Saturday, July 25, 2015

The Slow Economic Recovery Has a Surprising Culprit. A decline in economic freedom since 2000 is the main cause of disappointing GDP growth.

Barron's reports:
The economic expansion that began in the third quarter of 2009 logged six years as of second-quarter 2015. That’s exactly the same duration as the previous expansion, which began in first-quarter 2002 and ended in fourth-quarter 2007, just before the start of the Great Recession.

On Thursday, the Bureau of Economic Analysis will release its first estimate of how economic growth fared in the second quarter, the 24th of the expansion. I’m expecting an annual growth rate of 3% or better, an above-average performance compared with the previous 23 quarters.

The BEA will also be releasing its annual benchmark revisions of past data. But even if there are upward revisions to recent years, and even assuming I’m right about improved performance in the second quarter, chances are still remote that the overall patterns will change materially.

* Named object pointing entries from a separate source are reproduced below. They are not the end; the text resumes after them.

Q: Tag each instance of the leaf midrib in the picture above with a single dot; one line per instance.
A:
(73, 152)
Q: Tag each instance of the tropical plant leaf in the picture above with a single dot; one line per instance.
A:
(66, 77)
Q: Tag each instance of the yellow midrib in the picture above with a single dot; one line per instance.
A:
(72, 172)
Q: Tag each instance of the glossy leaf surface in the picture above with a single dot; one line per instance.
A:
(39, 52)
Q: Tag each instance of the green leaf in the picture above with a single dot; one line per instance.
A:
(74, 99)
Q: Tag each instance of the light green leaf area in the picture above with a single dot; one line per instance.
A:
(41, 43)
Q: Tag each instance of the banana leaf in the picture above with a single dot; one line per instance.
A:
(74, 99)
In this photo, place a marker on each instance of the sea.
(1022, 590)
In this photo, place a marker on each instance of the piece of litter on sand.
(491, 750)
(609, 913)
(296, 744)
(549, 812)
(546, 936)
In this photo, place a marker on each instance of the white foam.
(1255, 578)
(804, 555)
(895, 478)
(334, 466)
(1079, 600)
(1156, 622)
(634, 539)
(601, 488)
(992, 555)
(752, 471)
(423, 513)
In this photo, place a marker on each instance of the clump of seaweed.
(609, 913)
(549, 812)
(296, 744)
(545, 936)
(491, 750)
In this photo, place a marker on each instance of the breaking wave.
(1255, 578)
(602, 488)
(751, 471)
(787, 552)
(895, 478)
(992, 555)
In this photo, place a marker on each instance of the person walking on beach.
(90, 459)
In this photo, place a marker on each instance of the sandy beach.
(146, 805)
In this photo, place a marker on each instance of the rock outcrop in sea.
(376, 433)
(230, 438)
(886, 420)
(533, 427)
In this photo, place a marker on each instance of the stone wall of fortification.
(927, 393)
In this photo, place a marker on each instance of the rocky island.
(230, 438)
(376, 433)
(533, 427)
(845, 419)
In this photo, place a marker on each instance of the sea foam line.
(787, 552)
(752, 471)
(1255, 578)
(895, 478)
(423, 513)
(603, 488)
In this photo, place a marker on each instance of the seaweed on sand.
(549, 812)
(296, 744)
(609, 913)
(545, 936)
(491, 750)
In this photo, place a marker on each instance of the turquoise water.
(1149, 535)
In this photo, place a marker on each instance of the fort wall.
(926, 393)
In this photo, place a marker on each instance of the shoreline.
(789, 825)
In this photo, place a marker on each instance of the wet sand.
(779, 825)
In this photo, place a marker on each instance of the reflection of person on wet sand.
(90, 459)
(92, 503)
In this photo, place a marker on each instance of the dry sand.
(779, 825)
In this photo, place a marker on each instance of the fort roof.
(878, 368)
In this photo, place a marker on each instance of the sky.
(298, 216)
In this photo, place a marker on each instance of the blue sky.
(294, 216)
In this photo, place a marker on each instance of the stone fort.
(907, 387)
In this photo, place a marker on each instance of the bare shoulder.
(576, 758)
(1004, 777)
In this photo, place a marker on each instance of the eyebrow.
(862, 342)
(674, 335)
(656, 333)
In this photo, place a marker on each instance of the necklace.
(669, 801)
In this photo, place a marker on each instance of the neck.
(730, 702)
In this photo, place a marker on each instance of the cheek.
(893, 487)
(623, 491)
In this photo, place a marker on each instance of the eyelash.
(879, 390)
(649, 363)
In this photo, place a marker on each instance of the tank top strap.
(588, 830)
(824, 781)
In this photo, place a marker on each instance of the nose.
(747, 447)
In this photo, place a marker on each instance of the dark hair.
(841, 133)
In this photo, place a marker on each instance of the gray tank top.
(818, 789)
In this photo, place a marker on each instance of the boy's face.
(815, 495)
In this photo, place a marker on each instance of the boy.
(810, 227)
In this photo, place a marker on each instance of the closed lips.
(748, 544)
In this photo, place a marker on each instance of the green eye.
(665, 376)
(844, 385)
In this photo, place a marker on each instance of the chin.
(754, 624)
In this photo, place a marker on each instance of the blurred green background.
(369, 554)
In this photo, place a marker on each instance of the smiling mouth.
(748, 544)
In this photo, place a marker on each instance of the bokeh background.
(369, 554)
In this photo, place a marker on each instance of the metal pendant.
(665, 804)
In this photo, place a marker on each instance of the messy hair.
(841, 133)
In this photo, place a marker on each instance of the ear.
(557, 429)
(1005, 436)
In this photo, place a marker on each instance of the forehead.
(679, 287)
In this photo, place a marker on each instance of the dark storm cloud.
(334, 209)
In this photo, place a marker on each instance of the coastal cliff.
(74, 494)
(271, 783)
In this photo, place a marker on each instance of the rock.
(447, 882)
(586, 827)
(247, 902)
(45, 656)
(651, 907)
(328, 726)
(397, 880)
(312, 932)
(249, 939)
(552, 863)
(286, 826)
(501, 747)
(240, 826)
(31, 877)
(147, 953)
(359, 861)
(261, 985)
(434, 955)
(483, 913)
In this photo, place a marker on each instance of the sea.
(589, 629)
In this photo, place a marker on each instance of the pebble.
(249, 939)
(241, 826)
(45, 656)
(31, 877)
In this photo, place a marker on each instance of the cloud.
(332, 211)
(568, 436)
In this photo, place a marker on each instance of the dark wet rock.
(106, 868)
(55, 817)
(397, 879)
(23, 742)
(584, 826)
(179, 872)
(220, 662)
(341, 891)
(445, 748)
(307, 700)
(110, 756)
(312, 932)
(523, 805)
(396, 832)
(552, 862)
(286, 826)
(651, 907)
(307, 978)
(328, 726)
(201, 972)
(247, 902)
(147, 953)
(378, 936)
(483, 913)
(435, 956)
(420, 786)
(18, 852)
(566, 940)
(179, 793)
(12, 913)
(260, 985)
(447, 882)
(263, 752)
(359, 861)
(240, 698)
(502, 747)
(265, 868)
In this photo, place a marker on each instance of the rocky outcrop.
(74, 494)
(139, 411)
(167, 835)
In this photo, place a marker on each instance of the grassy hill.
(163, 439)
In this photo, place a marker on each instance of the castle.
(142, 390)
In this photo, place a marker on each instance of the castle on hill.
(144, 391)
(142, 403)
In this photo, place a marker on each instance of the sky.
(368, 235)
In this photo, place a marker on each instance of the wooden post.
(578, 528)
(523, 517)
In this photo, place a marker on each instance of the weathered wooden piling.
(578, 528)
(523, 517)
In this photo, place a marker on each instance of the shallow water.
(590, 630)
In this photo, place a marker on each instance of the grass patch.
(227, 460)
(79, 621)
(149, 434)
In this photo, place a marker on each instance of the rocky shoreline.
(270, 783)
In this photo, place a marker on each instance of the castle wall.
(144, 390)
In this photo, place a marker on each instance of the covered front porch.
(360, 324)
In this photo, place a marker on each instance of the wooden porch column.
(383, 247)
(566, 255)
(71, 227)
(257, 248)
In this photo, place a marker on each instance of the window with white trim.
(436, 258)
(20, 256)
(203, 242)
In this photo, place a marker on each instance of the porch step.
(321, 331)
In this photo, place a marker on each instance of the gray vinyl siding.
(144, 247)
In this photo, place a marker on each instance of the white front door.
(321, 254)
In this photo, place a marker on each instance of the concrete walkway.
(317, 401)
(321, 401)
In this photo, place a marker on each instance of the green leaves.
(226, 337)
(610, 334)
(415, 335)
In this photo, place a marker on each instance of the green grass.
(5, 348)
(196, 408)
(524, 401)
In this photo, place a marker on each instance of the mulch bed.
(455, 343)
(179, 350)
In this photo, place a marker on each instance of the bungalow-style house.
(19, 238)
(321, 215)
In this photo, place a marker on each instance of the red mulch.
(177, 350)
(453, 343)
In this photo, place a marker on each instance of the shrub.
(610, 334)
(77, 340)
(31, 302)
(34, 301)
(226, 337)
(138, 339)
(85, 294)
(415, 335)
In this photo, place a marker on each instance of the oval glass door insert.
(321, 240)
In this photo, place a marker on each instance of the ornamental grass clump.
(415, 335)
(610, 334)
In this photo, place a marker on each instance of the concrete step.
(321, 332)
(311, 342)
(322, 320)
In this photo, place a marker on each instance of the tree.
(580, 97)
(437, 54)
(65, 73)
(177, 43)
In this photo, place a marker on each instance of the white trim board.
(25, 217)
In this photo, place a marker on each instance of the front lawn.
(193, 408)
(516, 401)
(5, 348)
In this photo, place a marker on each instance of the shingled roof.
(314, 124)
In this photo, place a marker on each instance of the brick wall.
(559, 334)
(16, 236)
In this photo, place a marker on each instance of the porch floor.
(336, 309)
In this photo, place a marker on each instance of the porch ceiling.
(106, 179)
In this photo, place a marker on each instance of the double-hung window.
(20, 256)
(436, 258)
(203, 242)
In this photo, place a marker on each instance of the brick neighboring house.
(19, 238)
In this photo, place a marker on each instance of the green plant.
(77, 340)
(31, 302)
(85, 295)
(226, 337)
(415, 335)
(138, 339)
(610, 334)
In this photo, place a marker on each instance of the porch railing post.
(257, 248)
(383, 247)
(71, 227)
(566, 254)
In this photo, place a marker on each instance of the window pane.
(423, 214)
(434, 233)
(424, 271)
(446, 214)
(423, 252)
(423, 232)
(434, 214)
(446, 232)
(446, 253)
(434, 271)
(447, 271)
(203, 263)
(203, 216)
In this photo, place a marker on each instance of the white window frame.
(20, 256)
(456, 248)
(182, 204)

For the recent period, those patterns look dismal. There were five expansions from 1970 to 2000, through which growth averaged in a range from 3.6% to 5.1%. Of the two expansions since 2000, the current expansion has been the slowest of all, at 2.2% so far. The second-slowest was the previous expansion, at 2.8%.
In the future, it's possible that Common Core math will tell students in government schools that 3% growth is bad for the environment.